Students create a sense of calm amid the hectic exam season by painting, molding clay and coloring hypnotic mandalas at the Rainbow Center’s “Express to Destress” event Wednesday.

Brittney Bernardi, a 5th-semester psychology major, and Ravneet Gill, a 3rd-semester psychology and human rights major, organized the event. The Rainbow Center had paint, colored pencils and clay in all colors of the rainbow donated by staff members to promote student expression.

“Therapists use art to interpret their client’s wellbeing,” Gill said.

Bernardi added that art therapy is known to increase self esteem, provide personal insight and reduce stress, which can have a negative impact on people’s physical and emotional wellbeing.

“Art therapy means healing,” Gill said. “I don’t have any artistic abilities but I like it and I think everyone can benefit from it.”

The mandalas, detailed printouts of floral circles, are particularly significant to art therapy.

“There’s no end and no beginning, just like life,” Gill said.

Bernardi, who painted a red flower with a rainbow aura worthy of any art gallery, said “Express to Destress” was part of the blue crew’s effort to support mental health and wellness on campus through activities like hiking and ice skating.

“These upcoming weeks are gonna be stressful and everyone feels that,” Bernardi said.

After the staff members overviewed art therapy as a creative method of managing stress, they had students introduce themselves with their name and preferred pronouns before spreading out throughout the Rainbow Center to channel their inner muse. Maretta Geeraghese, a 5th-semester biology major, attended the Rainbow Center’s event with her Asiantation mentee Rachel Abraham, a 1st-semester biology major.

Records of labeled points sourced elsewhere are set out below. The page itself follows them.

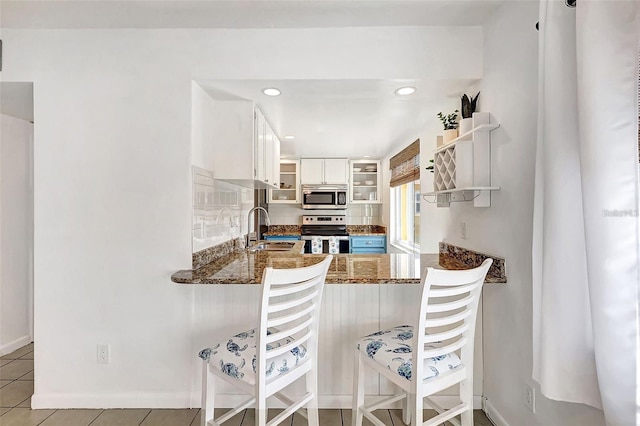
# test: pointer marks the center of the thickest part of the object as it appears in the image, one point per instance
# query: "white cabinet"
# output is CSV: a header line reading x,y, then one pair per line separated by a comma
x,y
324,171
271,161
289,184
366,180
462,168
249,150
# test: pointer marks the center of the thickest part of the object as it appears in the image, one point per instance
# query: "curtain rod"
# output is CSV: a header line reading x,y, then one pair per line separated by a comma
x,y
569,3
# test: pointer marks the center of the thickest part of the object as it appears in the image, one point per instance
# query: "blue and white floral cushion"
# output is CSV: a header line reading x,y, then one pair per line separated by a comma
x,y
236,356
393,349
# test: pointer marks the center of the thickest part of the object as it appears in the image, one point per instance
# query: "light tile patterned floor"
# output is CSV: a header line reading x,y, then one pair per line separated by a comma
x,y
16,388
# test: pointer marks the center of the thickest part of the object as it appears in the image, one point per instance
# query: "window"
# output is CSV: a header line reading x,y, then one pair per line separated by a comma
x,y
405,198
405,216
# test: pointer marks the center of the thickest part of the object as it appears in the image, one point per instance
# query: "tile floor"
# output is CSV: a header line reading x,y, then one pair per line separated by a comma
x,y
16,388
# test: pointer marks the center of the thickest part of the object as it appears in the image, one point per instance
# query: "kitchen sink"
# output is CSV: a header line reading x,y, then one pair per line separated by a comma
x,y
272,247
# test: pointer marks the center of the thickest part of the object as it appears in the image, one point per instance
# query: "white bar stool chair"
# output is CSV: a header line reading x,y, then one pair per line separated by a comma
x,y
283,348
445,325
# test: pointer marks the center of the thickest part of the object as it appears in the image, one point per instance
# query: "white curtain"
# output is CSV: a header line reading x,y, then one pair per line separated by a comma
x,y
586,251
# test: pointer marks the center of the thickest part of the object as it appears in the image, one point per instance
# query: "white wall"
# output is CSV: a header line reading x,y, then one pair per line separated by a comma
x,y
509,92
219,208
113,186
16,233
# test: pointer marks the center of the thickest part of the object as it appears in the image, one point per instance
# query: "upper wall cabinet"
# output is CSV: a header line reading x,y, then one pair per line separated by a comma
x,y
249,150
365,181
289,185
324,171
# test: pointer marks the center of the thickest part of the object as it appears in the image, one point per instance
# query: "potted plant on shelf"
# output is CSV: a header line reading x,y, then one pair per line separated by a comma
x,y
469,105
450,126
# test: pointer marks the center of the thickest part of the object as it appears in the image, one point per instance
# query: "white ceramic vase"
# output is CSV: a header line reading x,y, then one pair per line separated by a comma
x,y
466,124
449,135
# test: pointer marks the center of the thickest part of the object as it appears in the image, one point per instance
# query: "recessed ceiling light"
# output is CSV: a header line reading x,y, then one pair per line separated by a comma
x,y
405,91
271,91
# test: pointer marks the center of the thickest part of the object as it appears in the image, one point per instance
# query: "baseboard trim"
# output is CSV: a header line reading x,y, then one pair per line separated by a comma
x,y
492,414
334,401
186,400
16,344
102,401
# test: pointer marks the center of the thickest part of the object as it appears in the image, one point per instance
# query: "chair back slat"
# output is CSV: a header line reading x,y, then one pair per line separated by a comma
x,y
450,306
283,290
446,335
272,353
283,319
435,352
273,337
447,315
432,323
289,304
451,291
289,310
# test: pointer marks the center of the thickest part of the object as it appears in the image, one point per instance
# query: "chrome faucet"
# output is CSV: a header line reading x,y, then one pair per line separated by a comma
x,y
252,236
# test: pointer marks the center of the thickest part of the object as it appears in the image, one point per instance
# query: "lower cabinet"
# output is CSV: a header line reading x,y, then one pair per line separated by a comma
x,y
368,244
281,237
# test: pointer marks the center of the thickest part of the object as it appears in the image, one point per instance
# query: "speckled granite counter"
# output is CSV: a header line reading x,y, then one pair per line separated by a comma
x,y
233,266
294,230
246,268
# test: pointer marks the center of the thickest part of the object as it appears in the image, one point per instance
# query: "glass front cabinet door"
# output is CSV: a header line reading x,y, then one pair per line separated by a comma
x,y
365,181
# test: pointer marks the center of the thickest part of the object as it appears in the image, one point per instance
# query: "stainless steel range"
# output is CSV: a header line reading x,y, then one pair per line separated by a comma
x,y
325,234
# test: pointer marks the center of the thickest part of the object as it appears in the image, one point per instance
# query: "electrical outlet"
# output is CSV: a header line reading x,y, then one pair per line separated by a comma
x,y
530,398
103,354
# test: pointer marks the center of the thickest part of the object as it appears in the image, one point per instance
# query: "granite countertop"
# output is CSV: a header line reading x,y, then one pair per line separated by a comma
x,y
230,265
294,230
244,267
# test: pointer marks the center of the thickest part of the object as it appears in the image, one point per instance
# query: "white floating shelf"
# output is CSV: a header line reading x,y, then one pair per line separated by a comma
x,y
480,195
471,188
469,135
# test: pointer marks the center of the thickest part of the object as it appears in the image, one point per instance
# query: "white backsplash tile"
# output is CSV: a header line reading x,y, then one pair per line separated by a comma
x,y
218,209
356,214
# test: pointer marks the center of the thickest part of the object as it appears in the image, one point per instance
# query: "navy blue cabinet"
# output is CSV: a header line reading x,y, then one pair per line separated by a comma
x,y
281,237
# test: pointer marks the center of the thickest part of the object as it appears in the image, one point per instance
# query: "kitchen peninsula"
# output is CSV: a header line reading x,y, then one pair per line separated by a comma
x,y
364,293
246,267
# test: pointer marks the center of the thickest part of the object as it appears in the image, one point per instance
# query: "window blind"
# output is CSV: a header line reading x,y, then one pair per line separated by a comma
x,y
405,166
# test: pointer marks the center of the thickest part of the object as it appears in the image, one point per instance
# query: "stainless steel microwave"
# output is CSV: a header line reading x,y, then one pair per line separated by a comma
x,y
324,197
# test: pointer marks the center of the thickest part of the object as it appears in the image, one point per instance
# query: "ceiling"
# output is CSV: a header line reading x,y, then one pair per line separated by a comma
x,y
342,118
345,118
241,13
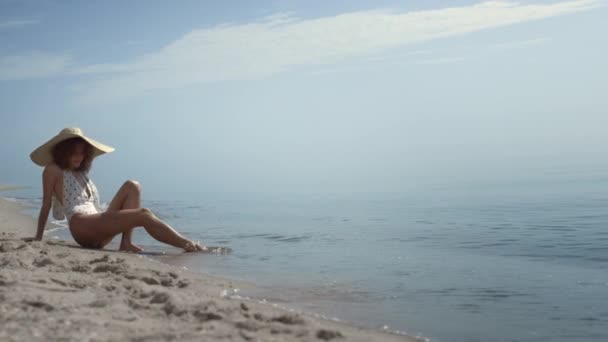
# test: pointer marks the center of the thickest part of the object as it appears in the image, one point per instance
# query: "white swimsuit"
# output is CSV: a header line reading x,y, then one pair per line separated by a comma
x,y
75,198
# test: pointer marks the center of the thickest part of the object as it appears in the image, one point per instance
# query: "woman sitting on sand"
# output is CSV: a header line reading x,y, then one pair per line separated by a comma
x,y
66,159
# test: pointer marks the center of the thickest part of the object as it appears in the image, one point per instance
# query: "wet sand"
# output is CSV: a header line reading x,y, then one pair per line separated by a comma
x,y
56,290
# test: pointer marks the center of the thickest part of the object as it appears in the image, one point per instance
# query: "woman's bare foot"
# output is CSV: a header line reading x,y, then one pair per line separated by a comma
x,y
130,247
195,247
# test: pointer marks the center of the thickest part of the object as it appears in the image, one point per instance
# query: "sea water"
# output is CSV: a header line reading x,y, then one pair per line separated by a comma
x,y
512,261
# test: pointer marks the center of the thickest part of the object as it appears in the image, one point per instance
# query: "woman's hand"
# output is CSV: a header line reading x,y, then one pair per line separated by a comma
x,y
30,239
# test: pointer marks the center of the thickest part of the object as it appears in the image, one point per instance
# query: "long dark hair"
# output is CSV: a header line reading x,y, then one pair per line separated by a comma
x,y
64,150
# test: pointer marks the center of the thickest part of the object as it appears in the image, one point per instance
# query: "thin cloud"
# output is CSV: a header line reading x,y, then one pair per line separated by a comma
x,y
12,24
283,42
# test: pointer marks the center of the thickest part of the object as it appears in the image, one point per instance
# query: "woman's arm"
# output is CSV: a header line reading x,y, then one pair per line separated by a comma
x,y
49,178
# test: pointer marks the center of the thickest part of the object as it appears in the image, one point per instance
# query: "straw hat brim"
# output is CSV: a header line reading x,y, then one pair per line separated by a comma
x,y
43,155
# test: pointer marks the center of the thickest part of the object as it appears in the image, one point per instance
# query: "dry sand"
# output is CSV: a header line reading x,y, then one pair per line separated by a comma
x,y
55,290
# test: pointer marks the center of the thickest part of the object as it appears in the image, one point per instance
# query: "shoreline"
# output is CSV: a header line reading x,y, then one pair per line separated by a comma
x,y
106,294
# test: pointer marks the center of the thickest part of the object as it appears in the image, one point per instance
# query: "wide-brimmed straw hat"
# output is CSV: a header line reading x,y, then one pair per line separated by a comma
x,y
43,155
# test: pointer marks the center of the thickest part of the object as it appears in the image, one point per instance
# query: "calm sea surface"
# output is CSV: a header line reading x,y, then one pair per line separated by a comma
x,y
508,262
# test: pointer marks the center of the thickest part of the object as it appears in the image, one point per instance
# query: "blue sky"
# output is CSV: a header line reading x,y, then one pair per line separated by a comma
x,y
308,96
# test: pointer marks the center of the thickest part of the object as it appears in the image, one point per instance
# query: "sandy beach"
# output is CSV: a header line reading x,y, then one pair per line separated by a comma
x,y
55,290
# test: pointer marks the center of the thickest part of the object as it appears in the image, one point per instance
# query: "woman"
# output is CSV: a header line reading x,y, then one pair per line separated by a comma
x,y
66,159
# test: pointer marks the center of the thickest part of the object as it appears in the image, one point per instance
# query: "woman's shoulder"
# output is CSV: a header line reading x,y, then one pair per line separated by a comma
x,y
52,169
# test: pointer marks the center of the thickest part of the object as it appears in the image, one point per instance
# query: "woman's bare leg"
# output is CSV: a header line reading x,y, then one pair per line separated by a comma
x,y
127,197
109,224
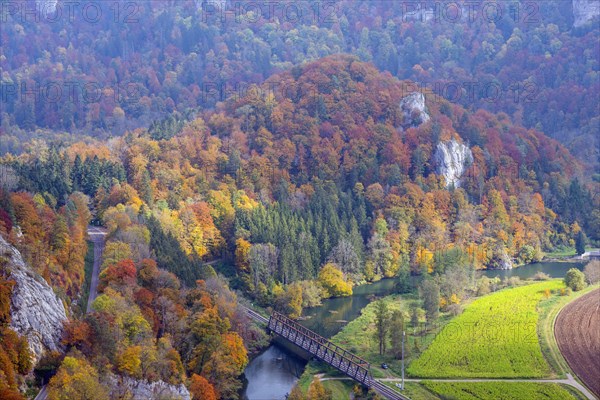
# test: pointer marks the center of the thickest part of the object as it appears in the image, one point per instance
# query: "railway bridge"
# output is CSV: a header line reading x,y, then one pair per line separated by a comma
x,y
324,350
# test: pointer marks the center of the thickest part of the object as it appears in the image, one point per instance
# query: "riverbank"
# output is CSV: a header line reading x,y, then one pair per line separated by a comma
x,y
358,337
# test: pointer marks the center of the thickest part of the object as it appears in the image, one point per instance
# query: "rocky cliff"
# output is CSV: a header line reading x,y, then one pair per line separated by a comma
x,y
129,388
452,159
36,311
585,11
414,110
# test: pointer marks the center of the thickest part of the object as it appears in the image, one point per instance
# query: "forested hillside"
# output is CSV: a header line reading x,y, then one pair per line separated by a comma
x,y
140,61
333,170
238,157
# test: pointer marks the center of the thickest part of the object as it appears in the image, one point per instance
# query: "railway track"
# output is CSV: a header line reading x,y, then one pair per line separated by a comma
x,y
386,391
379,387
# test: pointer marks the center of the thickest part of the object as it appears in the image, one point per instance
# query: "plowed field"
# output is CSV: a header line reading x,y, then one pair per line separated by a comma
x,y
577,331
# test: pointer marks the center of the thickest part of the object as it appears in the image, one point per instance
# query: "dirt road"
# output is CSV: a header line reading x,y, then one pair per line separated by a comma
x,y
97,237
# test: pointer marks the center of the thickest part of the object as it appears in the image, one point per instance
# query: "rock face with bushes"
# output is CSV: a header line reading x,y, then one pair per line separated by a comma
x,y
36,310
585,11
126,387
452,159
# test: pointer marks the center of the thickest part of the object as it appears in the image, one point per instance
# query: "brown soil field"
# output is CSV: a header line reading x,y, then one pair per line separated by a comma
x,y
577,332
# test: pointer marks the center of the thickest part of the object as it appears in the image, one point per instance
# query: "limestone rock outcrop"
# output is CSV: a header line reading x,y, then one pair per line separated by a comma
x,y
585,11
414,110
36,311
452,159
126,387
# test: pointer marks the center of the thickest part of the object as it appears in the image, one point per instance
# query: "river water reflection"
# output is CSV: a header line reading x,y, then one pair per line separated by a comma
x,y
272,374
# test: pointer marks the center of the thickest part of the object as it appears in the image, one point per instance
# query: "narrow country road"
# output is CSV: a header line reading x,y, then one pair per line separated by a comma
x,y
96,236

“I think art is a lot of different things,” Geeraghese said. “Any excuse to spend time with her is a good one.”

Geeraghese and Abraham said they originally attended the event to meet a club requirement, but ending up sticking around longer than expected to work on their bold gradient designs and watercolor mandalas.

The Rainbow Center’s blue crew will also be handing out cooking at Homer Babbidge Library the weekend before finals as their last event of the season.

“The last events of the semester are centered around distressing,” Bernardi said. “So look for us that weekend, we’ll be passing things out and it’ll be free, it’s great.”

“Express to Destress” may only have lasted an hour or two, but it was more than enough to let students forget about exams for an afternoon.